Metro workers examine a train after it derailed near the East Falls Church Metro Station in Virginia in July. (Christian K. Lee/The Washington Post)

WHENEVER METRO Board Chairman Jack Evans discusses the transit system’s problems, he inevitably points a finger at the secrecy that has long surrounded the agency. There is, he said recently, a “whole culture of not telling people what is going on.” So it makes no sense that the proposal to create a new multi-state agency to oversee the safety of the system thumbs its nose at the public’s right to know. If this new agency is to have any chance at being effective, it is critical that there be public access to its meetings and records.

We first raised the alarm about the failure to guarantee public access to the workings of the proposed commission after draft legislation for the new body was released in May. While we welcomed the fact that officials in the District, Maryland and Virginia were finally, after years of inaction and significant safety lapses, taking steps to establish a new agency with broad investigative and regulatory authority over rail-transit safety, the move to shield the group’s workings from public view was worrisome.

New concerns about secrecy were recently sounded in a letter from open-government advocates to lawmakers in D.C. and the two states. Leaders of the D.C. Open Government Coalition, the Maryland-Delaware-D.C. Press Association and the Virginia Coalition for Open Government faulted the draft legislation for alluding to an expectation of openness without mandating public access or providing any mechanism for enforcement.

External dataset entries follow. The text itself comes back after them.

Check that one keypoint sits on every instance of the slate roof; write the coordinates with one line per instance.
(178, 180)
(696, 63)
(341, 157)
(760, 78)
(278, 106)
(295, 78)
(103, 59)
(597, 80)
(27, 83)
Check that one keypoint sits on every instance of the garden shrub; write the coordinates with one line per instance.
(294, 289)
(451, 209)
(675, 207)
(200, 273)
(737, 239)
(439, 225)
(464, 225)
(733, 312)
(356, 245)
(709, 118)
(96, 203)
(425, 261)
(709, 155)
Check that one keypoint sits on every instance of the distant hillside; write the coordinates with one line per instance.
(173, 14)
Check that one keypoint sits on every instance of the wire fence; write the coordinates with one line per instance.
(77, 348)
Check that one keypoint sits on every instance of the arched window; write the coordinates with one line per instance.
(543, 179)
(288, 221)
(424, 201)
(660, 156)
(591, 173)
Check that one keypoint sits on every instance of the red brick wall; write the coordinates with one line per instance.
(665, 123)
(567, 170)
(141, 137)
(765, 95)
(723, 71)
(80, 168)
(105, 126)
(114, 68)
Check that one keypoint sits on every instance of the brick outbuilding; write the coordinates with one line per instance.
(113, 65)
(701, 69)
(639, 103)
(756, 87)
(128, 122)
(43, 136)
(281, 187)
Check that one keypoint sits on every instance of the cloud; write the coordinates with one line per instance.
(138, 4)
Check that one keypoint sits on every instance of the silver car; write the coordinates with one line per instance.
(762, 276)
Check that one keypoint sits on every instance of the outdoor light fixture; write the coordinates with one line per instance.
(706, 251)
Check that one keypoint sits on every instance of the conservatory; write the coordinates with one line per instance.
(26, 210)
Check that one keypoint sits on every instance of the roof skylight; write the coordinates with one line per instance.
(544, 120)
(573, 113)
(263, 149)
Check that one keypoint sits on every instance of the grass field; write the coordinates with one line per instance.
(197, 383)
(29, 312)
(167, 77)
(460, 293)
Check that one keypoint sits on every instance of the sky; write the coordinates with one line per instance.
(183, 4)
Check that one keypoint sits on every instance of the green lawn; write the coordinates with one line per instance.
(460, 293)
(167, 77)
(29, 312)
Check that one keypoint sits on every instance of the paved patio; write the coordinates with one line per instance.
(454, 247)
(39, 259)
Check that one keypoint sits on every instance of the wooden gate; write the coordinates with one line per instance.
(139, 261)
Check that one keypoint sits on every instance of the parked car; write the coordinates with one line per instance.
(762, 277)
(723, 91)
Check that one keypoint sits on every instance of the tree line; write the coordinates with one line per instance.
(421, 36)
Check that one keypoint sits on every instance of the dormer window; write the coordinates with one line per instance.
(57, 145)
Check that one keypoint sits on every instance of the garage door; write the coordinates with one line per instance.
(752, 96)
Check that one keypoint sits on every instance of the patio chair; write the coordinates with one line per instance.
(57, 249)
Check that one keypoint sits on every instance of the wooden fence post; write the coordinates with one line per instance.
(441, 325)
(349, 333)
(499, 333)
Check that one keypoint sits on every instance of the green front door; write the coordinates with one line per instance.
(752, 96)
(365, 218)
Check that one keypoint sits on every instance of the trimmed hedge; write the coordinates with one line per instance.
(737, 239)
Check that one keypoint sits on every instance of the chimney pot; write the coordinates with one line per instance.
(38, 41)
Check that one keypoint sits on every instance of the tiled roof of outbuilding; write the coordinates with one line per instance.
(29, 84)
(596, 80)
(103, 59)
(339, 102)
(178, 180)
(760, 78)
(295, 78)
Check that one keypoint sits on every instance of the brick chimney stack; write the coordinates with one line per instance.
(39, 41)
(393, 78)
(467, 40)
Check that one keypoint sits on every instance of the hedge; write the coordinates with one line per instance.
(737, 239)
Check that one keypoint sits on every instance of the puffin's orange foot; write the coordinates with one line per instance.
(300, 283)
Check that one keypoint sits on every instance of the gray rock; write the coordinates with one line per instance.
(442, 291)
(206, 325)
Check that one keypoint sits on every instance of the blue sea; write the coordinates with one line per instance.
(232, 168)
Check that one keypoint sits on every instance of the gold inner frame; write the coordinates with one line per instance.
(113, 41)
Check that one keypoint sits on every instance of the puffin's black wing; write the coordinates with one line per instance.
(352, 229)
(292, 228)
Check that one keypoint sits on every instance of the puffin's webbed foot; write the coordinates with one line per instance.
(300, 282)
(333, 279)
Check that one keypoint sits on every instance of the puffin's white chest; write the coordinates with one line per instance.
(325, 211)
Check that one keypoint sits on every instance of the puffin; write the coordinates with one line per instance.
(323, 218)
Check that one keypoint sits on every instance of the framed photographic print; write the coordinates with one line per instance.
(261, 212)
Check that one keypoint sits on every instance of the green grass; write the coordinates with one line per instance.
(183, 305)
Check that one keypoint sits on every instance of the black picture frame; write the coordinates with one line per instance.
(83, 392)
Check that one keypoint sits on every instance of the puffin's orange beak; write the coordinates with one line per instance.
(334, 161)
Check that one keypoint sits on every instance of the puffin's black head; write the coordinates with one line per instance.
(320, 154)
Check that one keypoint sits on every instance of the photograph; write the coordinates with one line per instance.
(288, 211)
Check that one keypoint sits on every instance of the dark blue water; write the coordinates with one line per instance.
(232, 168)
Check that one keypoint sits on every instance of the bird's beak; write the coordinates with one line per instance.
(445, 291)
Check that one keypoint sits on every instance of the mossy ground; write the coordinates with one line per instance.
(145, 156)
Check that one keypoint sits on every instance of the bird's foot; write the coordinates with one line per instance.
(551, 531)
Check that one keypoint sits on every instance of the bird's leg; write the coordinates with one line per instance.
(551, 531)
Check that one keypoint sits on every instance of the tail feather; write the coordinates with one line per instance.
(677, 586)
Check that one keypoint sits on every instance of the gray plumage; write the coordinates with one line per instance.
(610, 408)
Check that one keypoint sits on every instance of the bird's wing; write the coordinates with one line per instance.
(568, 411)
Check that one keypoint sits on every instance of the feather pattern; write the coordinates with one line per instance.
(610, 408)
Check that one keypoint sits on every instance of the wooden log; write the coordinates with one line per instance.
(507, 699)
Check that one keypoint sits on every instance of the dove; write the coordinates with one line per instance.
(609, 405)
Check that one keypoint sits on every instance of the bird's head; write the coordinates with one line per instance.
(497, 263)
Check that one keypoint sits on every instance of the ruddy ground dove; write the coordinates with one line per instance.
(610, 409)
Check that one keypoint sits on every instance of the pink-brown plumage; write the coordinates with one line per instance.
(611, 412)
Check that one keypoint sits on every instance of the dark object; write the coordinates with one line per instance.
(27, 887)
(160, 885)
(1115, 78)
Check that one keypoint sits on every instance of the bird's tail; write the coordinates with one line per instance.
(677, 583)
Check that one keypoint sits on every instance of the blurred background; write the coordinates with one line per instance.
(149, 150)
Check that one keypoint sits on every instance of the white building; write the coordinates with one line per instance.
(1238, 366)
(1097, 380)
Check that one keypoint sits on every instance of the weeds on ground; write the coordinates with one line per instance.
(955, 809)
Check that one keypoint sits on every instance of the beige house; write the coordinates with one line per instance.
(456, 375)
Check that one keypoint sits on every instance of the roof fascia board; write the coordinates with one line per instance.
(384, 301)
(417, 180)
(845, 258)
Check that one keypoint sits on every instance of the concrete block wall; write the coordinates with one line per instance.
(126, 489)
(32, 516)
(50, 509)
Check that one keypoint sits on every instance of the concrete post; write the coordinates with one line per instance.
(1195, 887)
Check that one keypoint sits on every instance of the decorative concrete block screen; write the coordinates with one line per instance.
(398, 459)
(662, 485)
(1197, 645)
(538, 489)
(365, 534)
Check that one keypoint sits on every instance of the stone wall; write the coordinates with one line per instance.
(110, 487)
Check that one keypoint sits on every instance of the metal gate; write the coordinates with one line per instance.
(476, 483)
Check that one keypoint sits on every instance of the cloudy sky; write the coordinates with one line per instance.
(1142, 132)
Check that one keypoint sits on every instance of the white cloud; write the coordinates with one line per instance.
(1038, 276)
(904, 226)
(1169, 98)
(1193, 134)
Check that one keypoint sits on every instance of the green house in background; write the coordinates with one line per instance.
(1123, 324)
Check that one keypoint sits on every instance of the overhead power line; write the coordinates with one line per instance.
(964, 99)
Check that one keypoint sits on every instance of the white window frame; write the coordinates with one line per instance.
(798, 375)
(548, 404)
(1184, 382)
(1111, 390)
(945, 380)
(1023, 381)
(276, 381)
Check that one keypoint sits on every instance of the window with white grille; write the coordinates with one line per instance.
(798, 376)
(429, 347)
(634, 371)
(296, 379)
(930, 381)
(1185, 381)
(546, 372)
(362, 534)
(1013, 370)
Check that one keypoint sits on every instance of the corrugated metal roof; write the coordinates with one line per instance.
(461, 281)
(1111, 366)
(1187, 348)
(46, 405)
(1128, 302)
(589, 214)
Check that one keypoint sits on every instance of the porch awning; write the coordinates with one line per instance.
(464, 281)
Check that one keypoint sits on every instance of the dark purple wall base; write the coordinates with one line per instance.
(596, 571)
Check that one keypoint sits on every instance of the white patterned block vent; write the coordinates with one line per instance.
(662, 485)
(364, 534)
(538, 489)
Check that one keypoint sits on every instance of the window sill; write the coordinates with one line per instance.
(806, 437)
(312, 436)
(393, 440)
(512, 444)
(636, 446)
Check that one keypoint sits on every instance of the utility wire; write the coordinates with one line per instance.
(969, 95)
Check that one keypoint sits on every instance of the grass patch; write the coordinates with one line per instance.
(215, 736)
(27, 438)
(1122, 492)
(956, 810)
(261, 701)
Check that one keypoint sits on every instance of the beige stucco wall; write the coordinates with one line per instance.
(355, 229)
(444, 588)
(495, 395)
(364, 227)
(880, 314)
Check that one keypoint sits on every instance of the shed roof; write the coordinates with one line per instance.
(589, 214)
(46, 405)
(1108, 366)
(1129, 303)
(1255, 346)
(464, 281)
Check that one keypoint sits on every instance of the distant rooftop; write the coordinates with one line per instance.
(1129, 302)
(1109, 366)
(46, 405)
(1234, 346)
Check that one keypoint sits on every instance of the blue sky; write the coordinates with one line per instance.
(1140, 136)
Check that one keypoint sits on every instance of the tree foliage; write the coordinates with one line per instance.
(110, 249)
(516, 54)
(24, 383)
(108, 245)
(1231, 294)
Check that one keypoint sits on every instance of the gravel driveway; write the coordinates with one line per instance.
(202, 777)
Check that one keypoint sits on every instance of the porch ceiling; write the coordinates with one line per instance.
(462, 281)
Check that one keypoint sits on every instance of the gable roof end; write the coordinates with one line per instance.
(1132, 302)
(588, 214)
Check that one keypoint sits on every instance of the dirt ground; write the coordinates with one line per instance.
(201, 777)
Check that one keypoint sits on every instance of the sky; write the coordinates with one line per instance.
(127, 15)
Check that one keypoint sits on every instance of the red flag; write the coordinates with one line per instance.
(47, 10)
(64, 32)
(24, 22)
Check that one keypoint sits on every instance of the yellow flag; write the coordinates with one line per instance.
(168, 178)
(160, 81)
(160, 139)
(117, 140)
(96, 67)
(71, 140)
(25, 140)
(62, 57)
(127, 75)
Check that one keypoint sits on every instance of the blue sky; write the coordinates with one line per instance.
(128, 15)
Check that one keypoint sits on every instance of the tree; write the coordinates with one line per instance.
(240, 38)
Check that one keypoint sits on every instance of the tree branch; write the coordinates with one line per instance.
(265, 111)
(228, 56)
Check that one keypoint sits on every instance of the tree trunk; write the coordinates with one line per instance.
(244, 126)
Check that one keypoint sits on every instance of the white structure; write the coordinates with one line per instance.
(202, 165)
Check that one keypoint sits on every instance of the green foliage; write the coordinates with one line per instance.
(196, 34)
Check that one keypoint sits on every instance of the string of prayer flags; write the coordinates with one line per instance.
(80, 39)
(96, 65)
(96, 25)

If this commission is intended to act as a government agency, why exempt it from open-meeting and freedom of information laws? Why allow it to withhold from public view the contents of any investigation report, even after it has been delivered to the mayor and two governors? How can the public have confidence that Metro is being held accountable if there is no transparency to the process?

The proposed legislation was drafted by officials from the three jurisdictions, and it is unclear who was behind the push for secrecy. Mr. Evans, also a D.C. Council member, told us he thinks the exemptions are “just a terrible idea” and that he will push for changes when the matter comes up later this year before the council. We hope he succeeds and that lawmakers in Maryland and Virginia follow the lead toward openness.